De los dos favoritos de Claudio, Narciso y Palas, el segundo no disimulaba demasiado la pasión que sentía por la nueva augusta. Había trabajado con gran energía por aquel matrimonio, alabando ante su amo los encantos de su bonita sobrina… y esperaba ser recompensado por ello. Un día se atrevió incluso a declararle sus sentimientos a Agripina.

–¡Solo actué por amor a ti!
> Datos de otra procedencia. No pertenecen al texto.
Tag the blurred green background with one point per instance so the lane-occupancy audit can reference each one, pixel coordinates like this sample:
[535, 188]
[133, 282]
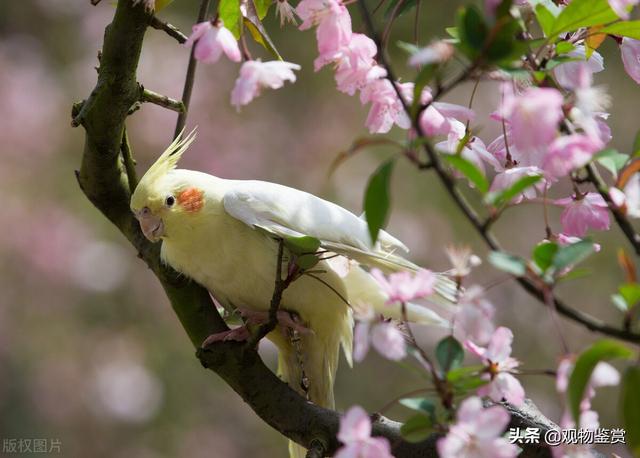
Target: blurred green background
[90, 350]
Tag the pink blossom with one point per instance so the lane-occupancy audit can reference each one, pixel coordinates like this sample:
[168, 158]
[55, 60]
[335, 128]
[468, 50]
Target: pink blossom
[628, 199]
[255, 75]
[356, 66]
[477, 433]
[474, 151]
[388, 341]
[603, 375]
[500, 364]
[589, 109]
[622, 7]
[630, 50]
[568, 153]
[386, 108]
[568, 73]
[406, 286]
[533, 118]
[286, 12]
[564, 240]
[438, 117]
[211, 41]
[508, 177]
[462, 260]
[581, 214]
[333, 21]
[474, 318]
[355, 435]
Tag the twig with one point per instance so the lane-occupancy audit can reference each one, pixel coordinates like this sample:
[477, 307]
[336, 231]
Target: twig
[445, 394]
[86, 105]
[129, 162]
[276, 299]
[590, 322]
[626, 227]
[169, 29]
[162, 100]
[317, 449]
[191, 74]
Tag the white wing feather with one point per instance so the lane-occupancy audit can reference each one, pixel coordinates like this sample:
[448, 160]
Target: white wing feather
[284, 211]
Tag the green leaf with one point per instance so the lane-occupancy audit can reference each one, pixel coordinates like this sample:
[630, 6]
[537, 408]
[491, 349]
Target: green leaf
[564, 47]
[543, 255]
[461, 373]
[571, 255]
[499, 198]
[423, 405]
[229, 11]
[426, 74]
[377, 199]
[449, 354]
[452, 32]
[603, 350]
[406, 6]
[620, 303]
[262, 7]
[505, 44]
[629, 29]
[582, 13]
[302, 245]
[545, 19]
[575, 274]
[630, 292]
[409, 48]
[630, 407]
[508, 263]
[416, 428]
[636, 144]
[307, 261]
[472, 30]
[612, 160]
[469, 170]
[555, 61]
[470, 383]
Tú eres emperatriz porque yo lo quise. ¡Lolia Paulina tenía las mismas posibilidades de gustarle a Claudio!

–¿Qué significa eso? –le preguntó secamente Agripina.
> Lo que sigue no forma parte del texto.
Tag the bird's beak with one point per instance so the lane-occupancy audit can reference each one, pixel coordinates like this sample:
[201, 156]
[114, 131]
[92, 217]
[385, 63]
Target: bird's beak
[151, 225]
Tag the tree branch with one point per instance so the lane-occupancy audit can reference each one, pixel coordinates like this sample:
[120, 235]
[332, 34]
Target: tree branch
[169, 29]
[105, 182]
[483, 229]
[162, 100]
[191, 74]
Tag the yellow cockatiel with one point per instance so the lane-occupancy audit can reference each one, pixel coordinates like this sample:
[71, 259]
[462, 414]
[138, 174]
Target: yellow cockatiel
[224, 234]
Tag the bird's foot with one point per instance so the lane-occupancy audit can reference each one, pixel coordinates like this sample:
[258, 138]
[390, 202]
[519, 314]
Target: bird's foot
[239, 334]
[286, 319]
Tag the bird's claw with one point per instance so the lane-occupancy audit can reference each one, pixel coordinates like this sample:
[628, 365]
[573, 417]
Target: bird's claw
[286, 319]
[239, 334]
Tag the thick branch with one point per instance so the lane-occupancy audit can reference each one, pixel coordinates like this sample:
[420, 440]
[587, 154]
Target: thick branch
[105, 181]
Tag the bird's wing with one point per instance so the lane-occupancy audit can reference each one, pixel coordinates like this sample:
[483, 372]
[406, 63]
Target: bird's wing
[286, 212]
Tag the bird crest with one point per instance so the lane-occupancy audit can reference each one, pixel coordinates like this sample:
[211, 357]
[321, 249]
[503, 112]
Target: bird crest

No le había gustado esa declaración brutal, aunque, sin admitirlo, se sintió perturbada por ella. Ese hombre no era hermoso, pero tenía prestancia. Había algo de tribuno en ese liberto cuya voz profunda agitaba los corazones.

–Significa –prosiguió Palas inclinándose sobre el lecho en el que descansaba la emperatriz– que todavía puedo hacer mucho por ti… ¡mucho más de lo que crees!
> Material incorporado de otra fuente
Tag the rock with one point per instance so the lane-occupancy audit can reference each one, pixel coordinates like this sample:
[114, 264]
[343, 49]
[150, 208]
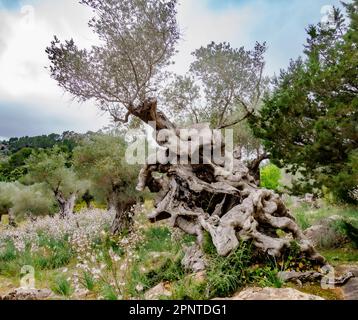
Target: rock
[324, 234]
[309, 276]
[350, 289]
[28, 294]
[274, 294]
[160, 290]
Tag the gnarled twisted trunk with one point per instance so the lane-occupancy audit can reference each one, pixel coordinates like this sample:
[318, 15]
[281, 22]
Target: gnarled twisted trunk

–Claudio me ama y me escucha, es feliz conmigo. Todas las noches estamos juntos…

–Pero de día escucha mis consejos y hasta me los pide. Yo te conozco bien, Agripina, y conozco tus más secretas ambiciones. No te basta ser augusta: ¡quieres mucho más!

–¿Qué?

–El trono para tu hijo. Pero Claudio ya tiene un heredero, un hijo que será su sucesor. Si tú deseas que reine Nerón, Claudio debería adoptarlo. Si no, aunque a Británico le ocurriera alguna desgracia, Nerón no tendría ninguna posibilidad de convertirse en emperador.

–¡Yo sabré convencer a Claudio de adoptar a mi hijo!

–Yo puedo hacerlo mucho mejor que tú. Claudio siempre desconfiará de su esposa. Mesalina se encargó de insuflarle la sospecha para siempre. Pero no desconfiará de su mejor amigo.

Agripina no respondió de inmediato. Sentía algo extraño. Ese Palas la atraía como ningún otro hombre. Entendía perfectamente sus intenciones y no tenía el menor interés en convertirlo en su enemigo. Pero, si cedía ante él, ¿no corría el riesgo de quedar a su merced? ¡Y le gustaba tanto! ¿Cómo podía saber si, en sus brazos, ella no perdería la lucidez que se había prometido mantener a cualquier precio? Para forzarlo a ser explícito, le preguntó con desdén:

–¿Qué quieres en pago por tus servicios? Tu fortuna ya es inmensa, Palas, puesto que eres el guardián del Tesoro…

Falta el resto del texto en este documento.